インタビュー

松尾淳 岐阜 77期 A級1班
13年ぶりのA級生活も、現状打破の起爆剤にしたい
 S級1班からA級1班へ。松尾淳は2014年の新春1月から、およそ13年ぶりにA級生活を余儀なくされている。しかし悲壮感は全くない。前向きに競輪人生の1ステージとして捉え、脳裏にしっかりインプットし、今後に生かす決意だ。

松尾淳 岐阜・77期
 力が落ちた訳ではない。昨年1月の大宮記念と、4月宇都宮FIをともに失格。大きな足かせになったマイナス6点の事故点と、1~4月に続けて3回落車したケガのダメージが響いて、2001年後期(8月~11月)以来のA級へ逆戻りとなった。
 松尾はサラリと当時を振り返る。「それがその時の実力だったんです。失格に落車も競輪にはつきものですから。失格を2回したって実力と脚があればS級に止まれたはずですから」。事実、失格ペナルティーで斡旋停止となった昨年8月の1カ月を心のリセットと練習期間に充て、昨年後期はS級1班を維持できる競走得点「103.80」をしっかりマークした。

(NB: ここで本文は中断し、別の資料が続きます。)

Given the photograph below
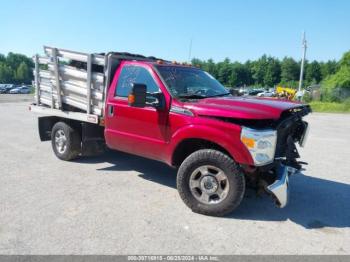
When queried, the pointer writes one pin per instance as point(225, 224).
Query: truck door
point(140, 131)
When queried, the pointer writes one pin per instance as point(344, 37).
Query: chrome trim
point(180, 110)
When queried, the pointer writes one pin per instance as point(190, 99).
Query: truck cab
point(182, 116)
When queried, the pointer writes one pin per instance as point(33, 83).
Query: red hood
point(241, 107)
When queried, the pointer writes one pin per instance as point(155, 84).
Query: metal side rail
point(65, 114)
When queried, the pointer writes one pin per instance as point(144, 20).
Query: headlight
point(260, 143)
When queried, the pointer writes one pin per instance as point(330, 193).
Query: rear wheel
point(66, 141)
point(210, 183)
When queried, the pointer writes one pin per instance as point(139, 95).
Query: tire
point(195, 182)
point(65, 141)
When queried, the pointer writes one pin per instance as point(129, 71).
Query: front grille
point(290, 126)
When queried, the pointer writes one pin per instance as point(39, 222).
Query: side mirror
point(137, 96)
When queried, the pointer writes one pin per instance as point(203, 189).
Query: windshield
point(190, 83)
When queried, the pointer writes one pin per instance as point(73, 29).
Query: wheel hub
point(209, 184)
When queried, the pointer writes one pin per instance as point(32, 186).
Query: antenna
point(190, 51)
point(302, 62)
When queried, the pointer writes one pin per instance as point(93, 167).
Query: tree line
point(16, 69)
point(268, 71)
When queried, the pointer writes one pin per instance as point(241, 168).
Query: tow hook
point(279, 189)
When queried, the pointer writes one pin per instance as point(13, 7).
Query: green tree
point(329, 68)
point(240, 75)
point(224, 71)
point(342, 77)
point(258, 70)
point(6, 73)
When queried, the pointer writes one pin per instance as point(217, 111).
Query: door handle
point(110, 110)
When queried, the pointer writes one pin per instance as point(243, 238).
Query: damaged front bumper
point(280, 188)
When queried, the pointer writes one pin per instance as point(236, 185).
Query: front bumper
point(280, 188)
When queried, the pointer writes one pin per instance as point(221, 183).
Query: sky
point(240, 30)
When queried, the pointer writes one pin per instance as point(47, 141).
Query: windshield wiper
point(193, 96)
point(225, 94)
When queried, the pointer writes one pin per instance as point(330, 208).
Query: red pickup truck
point(174, 113)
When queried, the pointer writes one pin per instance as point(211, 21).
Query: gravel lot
point(122, 204)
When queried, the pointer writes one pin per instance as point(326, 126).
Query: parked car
point(266, 94)
point(173, 113)
point(20, 90)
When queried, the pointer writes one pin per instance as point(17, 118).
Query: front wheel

 ただ、A級降級第1戦の名古屋特選(1月8日6レース)は、ほろ苦い走り始めとなった。目標選手が打鐘から主導権を握り続け、終始番手絶好で推移したが、牽制をした際、内をすくわれたのが響いて3着に。ファンの人気に応えられず終わった。「せっかく前の選手が頑張ってくれたのに、ふがいない…。3番手がついてくれてるものと思いこんでしまった自分のミスでした…。A級も心して走らないといけませんね」。松尾は何度も反省し、しっかり心に留めた。

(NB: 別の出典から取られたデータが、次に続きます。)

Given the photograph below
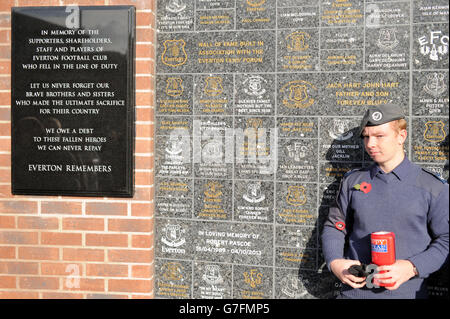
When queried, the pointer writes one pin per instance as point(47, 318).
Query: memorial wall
point(257, 108)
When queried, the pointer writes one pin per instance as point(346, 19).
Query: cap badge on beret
point(376, 116)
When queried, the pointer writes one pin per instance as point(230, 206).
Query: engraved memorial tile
point(254, 94)
point(253, 201)
point(173, 239)
point(73, 101)
point(431, 93)
point(299, 94)
point(431, 142)
point(175, 94)
point(296, 203)
point(298, 17)
point(297, 127)
point(430, 11)
point(387, 13)
point(255, 14)
point(387, 48)
point(298, 50)
point(339, 140)
point(236, 243)
point(212, 199)
point(430, 46)
point(174, 197)
point(213, 94)
point(296, 160)
point(175, 16)
point(251, 282)
point(351, 93)
point(212, 281)
point(214, 4)
point(214, 20)
point(173, 279)
point(342, 13)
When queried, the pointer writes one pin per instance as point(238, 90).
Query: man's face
point(383, 143)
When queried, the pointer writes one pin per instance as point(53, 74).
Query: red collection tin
point(383, 251)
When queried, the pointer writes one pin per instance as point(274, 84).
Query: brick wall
point(75, 247)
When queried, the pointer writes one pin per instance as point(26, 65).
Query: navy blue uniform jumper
point(409, 201)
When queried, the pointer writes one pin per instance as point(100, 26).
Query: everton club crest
point(174, 54)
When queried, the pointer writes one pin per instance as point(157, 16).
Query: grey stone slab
point(213, 94)
point(387, 47)
point(213, 199)
point(251, 282)
point(212, 280)
point(430, 136)
point(211, 20)
point(298, 17)
point(342, 13)
point(296, 203)
point(173, 279)
point(175, 16)
point(431, 93)
point(254, 94)
point(253, 201)
point(236, 243)
point(255, 14)
point(298, 50)
point(297, 160)
point(430, 46)
point(173, 197)
point(174, 95)
point(387, 13)
point(430, 11)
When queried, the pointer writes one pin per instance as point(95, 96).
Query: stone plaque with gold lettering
point(258, 104)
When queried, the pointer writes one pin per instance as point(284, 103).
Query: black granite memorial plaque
point(73, 100)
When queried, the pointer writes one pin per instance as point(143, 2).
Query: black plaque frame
point(105, 173)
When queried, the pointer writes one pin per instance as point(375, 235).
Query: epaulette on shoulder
point(438, 177)
point(351, 172)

 A級陥落を、再上昇へのキッカケにするつもりだ。「ガンガン先行してた時もそうだったけど、競輪は奥が深くて、常に勉強することばかり」と松尾は言う。器用なタイプではなく時間を要したが、追い込み選手が板についてきた時のA級での再修業。「初心に戻れってことですよね」とポジティブに捉える。S級1班はキープ出来ても、09年6月の高松宮記念杯からGI参戦がままならない現状打破への起爆剤にもしたい。「岐阜には大御所の山田裕仁さんをはじめ、ボクより年上の濱口高彰さん、山口富生さんとずっと大レースに今でも出続けている人たちがいる。いい先輩たちの近くで練習できて、刺激にも事欠かない。改めて頑張らないといけないと思いました」と松尾は言葉に力をこめる。
 再びGI舞台へ!強いモチベーションが生まれ、松尾の目の色が変わってきている。